The gold standard Stax XML API implementation. Now at Github.
Apache License 2.0
220 stars 81 forks source link

add recursion limit of 500 for DTD parsing #159

Closed pjfanning closed 1 year ago

pjfanning commented 1 year ago

Relates to https://github.com/FasterXML/woodstox/issues/157

It's DTD parsing where the recursion happens and who really wants to parse DTDs any more, let alone deeply nested ones? So it seems adequate to just set a recursion limit instead of trying to rewrite the code not to recurse (and the extensive rewrite that would need).

With testing, I've tried a few of the files that supposedly cause the recursion issue but I all I get is UTF-8 parsing issues - so the code never even really gets to the recursion.

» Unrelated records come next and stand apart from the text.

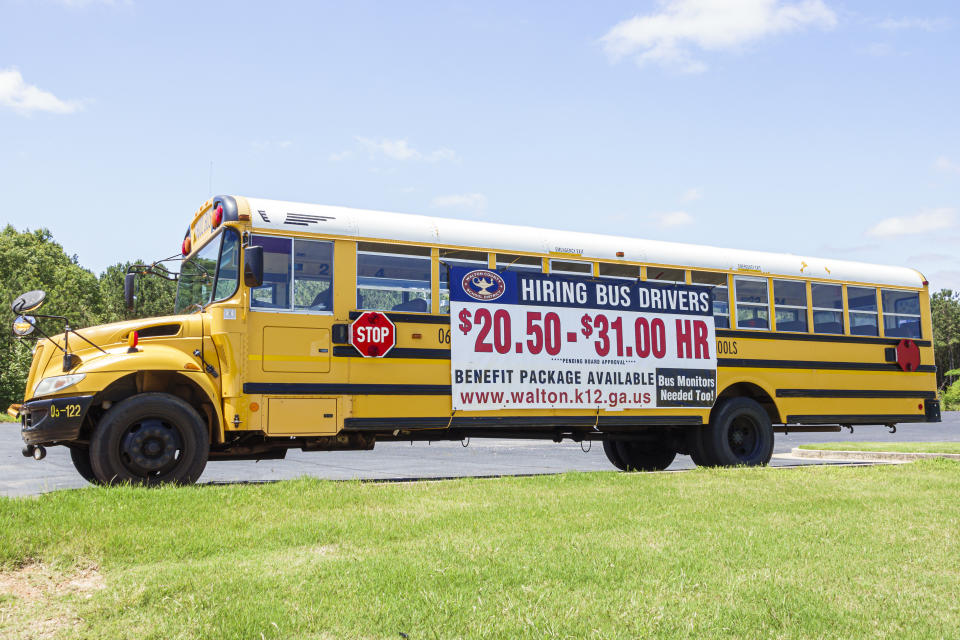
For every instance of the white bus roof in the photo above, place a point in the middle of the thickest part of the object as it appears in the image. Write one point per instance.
(278, 215)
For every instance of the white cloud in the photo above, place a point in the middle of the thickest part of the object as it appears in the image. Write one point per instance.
(27, 98)
(945, 164)
(673, 219)
(266, 145)
(922, 222)
(476, 202)
(401, 150)
(670, 36)
(923, 24)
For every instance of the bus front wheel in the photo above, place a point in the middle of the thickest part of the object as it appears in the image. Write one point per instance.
(739, 433)
(150, 439)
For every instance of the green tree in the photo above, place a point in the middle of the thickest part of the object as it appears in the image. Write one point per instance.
(945, 314)
(32, 260)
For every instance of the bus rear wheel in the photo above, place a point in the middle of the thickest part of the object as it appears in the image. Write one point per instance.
(150, 439)
(739, 433)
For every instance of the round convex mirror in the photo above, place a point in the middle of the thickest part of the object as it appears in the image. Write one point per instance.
(28, 301)
(24, 325)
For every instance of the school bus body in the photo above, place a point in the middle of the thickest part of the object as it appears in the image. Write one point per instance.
(267, 378)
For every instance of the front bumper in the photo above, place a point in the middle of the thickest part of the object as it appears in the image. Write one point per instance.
(53, 420)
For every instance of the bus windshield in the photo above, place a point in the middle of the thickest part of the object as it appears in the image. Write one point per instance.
(211, 274)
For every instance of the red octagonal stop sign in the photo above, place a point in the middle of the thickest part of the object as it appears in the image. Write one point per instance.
(373, 334)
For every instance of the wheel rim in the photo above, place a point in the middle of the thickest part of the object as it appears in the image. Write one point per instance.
(150, 447)
(744, 437)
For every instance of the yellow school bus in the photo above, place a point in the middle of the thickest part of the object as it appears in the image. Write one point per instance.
(265, 351)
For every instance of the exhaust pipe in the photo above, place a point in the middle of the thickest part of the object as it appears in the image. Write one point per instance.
(37, 452)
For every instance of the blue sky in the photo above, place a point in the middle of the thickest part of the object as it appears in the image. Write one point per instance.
(807, 126)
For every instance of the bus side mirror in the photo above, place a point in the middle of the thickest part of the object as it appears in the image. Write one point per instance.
(253, 266)
(129, 281)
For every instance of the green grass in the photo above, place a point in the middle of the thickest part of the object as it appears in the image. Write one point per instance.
(897, 447)
(850, 552)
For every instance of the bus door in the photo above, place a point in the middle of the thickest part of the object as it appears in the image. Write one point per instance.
(289, 345)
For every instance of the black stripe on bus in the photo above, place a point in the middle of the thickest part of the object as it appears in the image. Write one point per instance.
(853, 393)
(419, 318)
(817, 364)
(815, 337)
(347, 351)
(303, 388)
(888, 418)
(379, 424)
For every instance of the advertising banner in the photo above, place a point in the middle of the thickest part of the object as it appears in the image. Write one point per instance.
(531, 341)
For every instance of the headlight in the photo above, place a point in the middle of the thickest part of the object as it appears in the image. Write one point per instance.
(56, 383)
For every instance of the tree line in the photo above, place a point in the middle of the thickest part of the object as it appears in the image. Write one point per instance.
(33, 260)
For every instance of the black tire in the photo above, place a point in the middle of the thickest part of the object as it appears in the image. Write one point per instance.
(150, 439)
(613, 454)
(740, 433)
(81, 462)
(645, 456)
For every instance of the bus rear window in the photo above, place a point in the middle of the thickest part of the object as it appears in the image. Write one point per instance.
(753, 308)
(862, 303)
(901, 314)
(790, 305)
(827, 307)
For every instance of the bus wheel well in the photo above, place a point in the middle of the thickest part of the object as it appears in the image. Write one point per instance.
(750, 390)
(172, 382)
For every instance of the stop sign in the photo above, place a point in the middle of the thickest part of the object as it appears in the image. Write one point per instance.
(373, 334)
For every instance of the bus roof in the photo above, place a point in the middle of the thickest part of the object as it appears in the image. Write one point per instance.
(278, 215)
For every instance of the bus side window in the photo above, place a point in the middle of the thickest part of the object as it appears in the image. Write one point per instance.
(312, 275)
(901, 314)
(753, 304)
(721, 299)
(790, 305)
(827, 307)
(456, 258)
(275, 291)
(393, 277)
(862, 302)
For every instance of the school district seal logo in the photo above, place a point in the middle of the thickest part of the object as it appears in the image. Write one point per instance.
(483, 285)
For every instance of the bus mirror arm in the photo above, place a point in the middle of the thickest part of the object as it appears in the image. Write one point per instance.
(253, 266)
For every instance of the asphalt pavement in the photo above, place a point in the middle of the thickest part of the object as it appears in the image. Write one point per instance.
(420, 460)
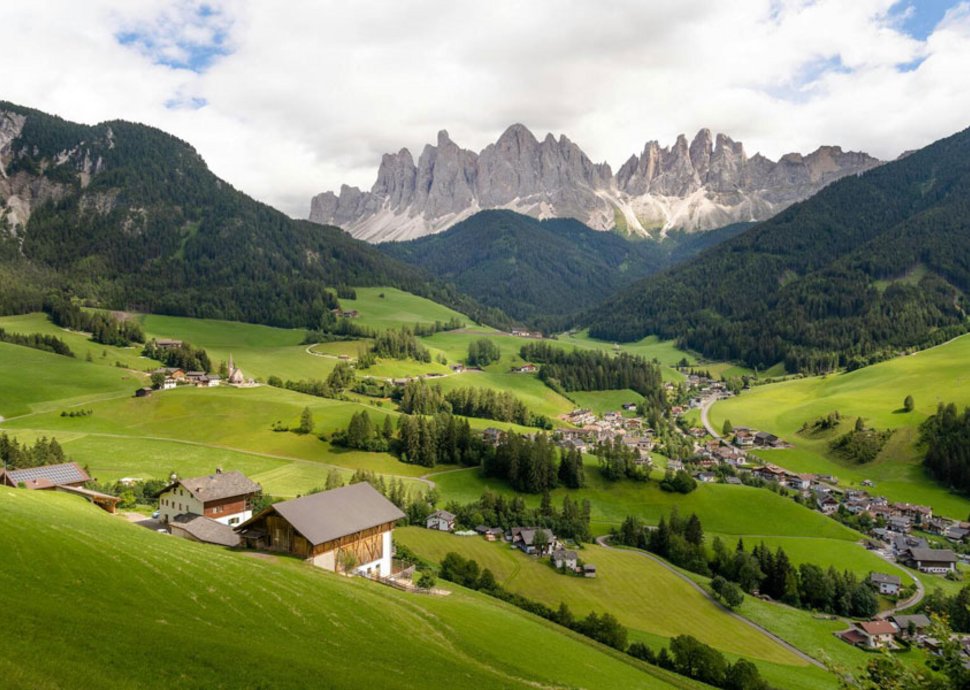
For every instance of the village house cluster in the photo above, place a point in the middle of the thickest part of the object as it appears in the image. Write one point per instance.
(174, 377)
(533, 541)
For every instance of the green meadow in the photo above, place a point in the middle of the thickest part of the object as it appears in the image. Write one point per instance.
(717, 505)
(30, 379)
(114, 602)
(382, 308)
(642, 594)
(876, 395)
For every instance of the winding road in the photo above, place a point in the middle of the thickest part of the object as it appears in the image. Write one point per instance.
(604, 542)
(705, 419)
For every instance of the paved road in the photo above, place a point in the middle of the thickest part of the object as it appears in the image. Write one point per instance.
(907, 603)
(705, 420)
(604, 542)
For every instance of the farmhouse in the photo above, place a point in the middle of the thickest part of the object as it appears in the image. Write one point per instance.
(167, 343)
(877, 634)
(933, 561)
(225, 497)
(203, 529)
(343, 530)
(534, 541)
(911, 625)
(564, 559)
(68, 477)
(441, 520)
(886, 584)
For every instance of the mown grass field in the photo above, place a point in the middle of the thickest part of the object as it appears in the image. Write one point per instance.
(605, 401)
(382, 308)
(723, 509)
(80, 343)
(30, 379)
(121, 606)
(876, 394)
(642, 594)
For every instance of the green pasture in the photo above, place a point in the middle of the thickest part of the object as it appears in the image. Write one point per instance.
(30, 379)
(122, 606)
(640, 593)
(876, 394)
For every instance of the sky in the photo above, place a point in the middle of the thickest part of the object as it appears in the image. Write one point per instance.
(286, 100)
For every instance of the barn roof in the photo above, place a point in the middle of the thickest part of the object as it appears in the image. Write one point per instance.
(333, 514)
(46, 476)
(206, 530)
(215, 487)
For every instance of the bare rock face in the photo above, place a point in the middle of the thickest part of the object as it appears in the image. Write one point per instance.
(23, 190)
(706, 183)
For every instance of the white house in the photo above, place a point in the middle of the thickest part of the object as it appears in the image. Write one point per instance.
(225, 497)
(345, 530)
(886, 584)
(441, 520)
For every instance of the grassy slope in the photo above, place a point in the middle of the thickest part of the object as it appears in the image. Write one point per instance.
(80, 343)
(717, 505)
(396, 308)
(642, 594)
(29, 378)
(651, 601)
(170, 613)
(876, 394)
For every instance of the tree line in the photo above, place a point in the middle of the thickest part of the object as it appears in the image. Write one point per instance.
(946, 437)
(594, 370)
(685, 656)
(807, 586)
(37, 341)
(183, 356)
(104, 328)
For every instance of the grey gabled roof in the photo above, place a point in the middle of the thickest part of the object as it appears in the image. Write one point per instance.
(882, 578)
(206, 529)
(938, 555)
(333, 514)
(918, 619)
(215, 487)
(48, 475)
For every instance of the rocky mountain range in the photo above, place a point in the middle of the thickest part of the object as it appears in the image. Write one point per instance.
(706, 183)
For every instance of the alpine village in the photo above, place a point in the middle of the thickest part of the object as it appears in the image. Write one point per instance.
(505, 417)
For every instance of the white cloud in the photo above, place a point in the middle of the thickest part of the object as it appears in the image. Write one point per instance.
(309, 94)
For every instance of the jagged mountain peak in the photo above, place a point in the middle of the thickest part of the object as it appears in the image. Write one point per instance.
(705, 182)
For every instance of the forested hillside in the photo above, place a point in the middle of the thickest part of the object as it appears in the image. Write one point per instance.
(130, 217)
(542, 271)
(870, 266)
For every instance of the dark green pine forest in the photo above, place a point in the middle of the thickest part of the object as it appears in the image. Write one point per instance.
(132, 218)
(870, 266)
(544, 272)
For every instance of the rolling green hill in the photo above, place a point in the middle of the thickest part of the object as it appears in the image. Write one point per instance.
(131, 218)
(871, 265)
(121, 606)
(876, 394)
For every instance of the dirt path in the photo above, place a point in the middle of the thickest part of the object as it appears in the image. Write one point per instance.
(604, 542)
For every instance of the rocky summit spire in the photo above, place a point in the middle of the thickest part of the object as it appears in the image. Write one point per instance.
(705, 183)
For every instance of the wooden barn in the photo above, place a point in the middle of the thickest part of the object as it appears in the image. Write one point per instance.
(344, 530)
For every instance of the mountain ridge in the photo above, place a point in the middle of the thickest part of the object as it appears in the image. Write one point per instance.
(130, 217)
(872, 265)
(699, 185)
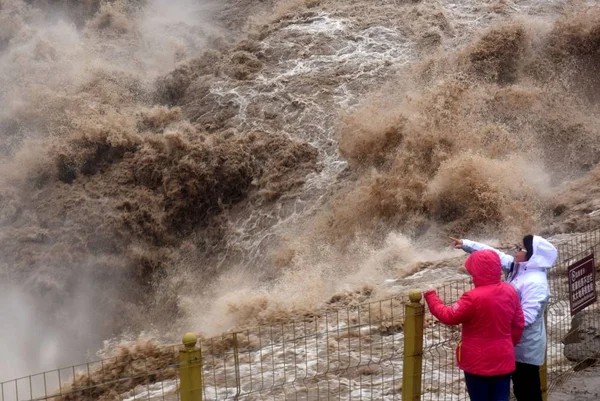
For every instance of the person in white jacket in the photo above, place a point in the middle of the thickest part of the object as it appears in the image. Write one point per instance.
(527, 272)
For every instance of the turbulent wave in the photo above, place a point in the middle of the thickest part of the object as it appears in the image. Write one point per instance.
(188, 164)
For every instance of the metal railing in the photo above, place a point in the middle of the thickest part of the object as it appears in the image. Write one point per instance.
(390, 349)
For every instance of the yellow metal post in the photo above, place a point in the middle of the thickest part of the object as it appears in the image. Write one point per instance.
(544, 367)
(190, 369)
(414, 318)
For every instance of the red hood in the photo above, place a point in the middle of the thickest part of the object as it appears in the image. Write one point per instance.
(485, 268)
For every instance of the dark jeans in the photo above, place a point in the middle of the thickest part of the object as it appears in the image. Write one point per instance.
(526, 382)
(488, 388)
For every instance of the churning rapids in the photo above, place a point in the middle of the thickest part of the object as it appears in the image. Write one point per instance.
(176, 165)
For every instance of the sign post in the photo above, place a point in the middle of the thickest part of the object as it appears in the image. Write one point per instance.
(582, 284)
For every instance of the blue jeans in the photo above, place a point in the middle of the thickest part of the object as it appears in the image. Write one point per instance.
(488, 388)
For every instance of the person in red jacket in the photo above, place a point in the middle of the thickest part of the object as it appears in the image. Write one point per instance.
(492, 324)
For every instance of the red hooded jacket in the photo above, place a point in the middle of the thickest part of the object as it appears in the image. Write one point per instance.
(491, 318)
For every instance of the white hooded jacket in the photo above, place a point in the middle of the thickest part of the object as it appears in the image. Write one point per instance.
(530, 280)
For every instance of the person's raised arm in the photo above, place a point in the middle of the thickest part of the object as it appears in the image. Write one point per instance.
(469, 246)
(462, 311)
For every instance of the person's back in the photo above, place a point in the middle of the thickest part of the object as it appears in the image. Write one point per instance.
(527, 272)
(488, 344)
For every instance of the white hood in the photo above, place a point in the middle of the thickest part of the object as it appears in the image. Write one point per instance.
(544, 253)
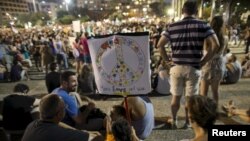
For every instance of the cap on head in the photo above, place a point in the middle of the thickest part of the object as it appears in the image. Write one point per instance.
(190, 7)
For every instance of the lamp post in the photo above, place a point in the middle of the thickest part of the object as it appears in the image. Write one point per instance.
(66, 4)
(34, 5)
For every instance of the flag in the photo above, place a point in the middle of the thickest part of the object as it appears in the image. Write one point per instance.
(121, 63)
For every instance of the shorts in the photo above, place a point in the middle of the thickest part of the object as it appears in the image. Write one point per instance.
(184, 80)
(87, 59)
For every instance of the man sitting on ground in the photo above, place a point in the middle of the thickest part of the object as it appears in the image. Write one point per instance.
(19, 109)
(52, 111)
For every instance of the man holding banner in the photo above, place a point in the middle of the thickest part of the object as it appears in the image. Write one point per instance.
(187, 37)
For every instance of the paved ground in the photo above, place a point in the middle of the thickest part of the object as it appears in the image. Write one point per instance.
(238, 92)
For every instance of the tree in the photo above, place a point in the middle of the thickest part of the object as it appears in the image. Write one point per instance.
(39, 18)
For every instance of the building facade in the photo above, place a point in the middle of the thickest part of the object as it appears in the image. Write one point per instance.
(10, 9)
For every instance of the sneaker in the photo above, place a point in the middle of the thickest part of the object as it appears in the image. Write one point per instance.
(228, 108)
(174, 124)
(186, 126)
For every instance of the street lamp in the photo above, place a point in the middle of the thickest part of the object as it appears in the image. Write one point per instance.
(66, 4)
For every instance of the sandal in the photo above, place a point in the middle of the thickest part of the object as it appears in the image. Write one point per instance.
(228, 108)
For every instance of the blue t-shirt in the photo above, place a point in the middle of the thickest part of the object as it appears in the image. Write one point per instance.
(71, 105)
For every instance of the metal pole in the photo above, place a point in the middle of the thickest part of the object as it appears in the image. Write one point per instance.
(34, 6)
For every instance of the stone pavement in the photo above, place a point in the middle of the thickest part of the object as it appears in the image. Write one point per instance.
(238, 92)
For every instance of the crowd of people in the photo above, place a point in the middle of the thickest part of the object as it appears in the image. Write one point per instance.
(199, 58)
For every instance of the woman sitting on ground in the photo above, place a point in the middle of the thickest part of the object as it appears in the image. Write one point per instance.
(203, 113)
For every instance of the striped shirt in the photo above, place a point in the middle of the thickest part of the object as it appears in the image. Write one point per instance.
(187, 38)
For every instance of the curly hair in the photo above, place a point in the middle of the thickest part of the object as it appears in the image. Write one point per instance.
(121, 130)
(22, 88)
(202, 110)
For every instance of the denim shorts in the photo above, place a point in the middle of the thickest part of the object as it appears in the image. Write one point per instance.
(184, 79)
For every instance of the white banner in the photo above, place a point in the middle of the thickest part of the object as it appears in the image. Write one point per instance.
(121, 63)
(76, 26)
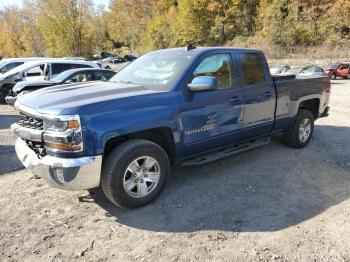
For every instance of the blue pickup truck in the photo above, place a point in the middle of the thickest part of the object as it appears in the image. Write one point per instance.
(186, 106)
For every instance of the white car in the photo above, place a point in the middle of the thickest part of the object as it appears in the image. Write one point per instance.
(8, 64)
(38, 70)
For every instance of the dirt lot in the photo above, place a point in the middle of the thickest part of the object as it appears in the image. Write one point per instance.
(271, 204)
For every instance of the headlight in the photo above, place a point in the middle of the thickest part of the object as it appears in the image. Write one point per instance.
(63, 133)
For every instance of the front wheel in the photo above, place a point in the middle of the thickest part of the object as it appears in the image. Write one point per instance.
(300, 132)
(135, 173)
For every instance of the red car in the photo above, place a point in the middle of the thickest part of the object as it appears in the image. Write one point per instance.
(338, 70)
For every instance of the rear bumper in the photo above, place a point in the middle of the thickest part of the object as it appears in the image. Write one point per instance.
(10, 100)
(64, 173)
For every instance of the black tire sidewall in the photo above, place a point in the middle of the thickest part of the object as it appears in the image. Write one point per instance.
(117, 163)
(302, 115)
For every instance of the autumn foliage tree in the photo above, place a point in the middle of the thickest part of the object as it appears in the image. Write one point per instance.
(78, 28)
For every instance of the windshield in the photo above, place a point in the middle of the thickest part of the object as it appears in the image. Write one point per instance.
(332, 66)
(19, 68)
(62, 76)
(308, 70)
(153, 70)
(276, 70)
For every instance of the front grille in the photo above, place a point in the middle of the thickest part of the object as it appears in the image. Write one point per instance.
(30, 122)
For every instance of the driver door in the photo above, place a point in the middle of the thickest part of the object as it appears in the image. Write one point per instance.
(212, 118)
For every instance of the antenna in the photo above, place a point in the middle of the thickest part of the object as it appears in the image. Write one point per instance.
(190, 47)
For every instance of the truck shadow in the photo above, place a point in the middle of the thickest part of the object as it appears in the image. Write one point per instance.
(8, 160)
(268, 189)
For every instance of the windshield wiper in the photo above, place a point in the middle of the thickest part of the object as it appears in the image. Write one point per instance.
(124, 82)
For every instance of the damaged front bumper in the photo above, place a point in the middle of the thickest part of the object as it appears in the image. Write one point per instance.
(65, 173)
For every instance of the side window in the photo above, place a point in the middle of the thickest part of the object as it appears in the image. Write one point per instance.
(39, 72)
(252, 68)
(343, 66)
(81, 77)
(219, 66)
(59, 68)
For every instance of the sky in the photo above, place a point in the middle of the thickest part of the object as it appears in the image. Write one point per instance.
(18, 2)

I modified the first XML file in ...5219006592450560.zip and removed the UTF-8 issues - this has given me a test case that does fail with the recursion limit kicking in.

cowtowncoder commented 1 year ago

@pjfanning Excellent, thank you for providing this!

The only thing I was wondering is whether this could be made configurable? I know 500 should typically be enough for real usage so maybe it's not a big deal -- and/or could add configurability if someone actually hits the limit -- but then again other processing limits are settable so there should be an existing pattern to follow. Although it may be (I didn't check the code) that perhaps config object is not being passed to validator.

Another question: if it's easy enough to rebase, could you rebase this against 5.3 branch? If not, not a big deal, but if trivially simple I might want to release 5.4.0 for any users that might still use that.

pjfanning commented 1 year ago

@cowtowncoder I changed the target branch to 5.3.

I added a static FullDTDReader.setDtdRecursionDepthLimit(final int limit)

cowtowncoder commented 1 year ago

Ok looks good: I will change configuration to use ReaderConfig class but implementation should be fine.

cowtowncoder commented 1 year ago

@pjfanning Ok, created #160 as the issue for PR, and changed configuration to be applied similar to all other Woodstox-specific properties (via XMLInputFactory.setProperty()).

Planning to release 5.4.0 and 6.4.0 (minor version upgrade since it's an API change even if minor (I guess one could argue that adding a property could be done in patch but whatever)).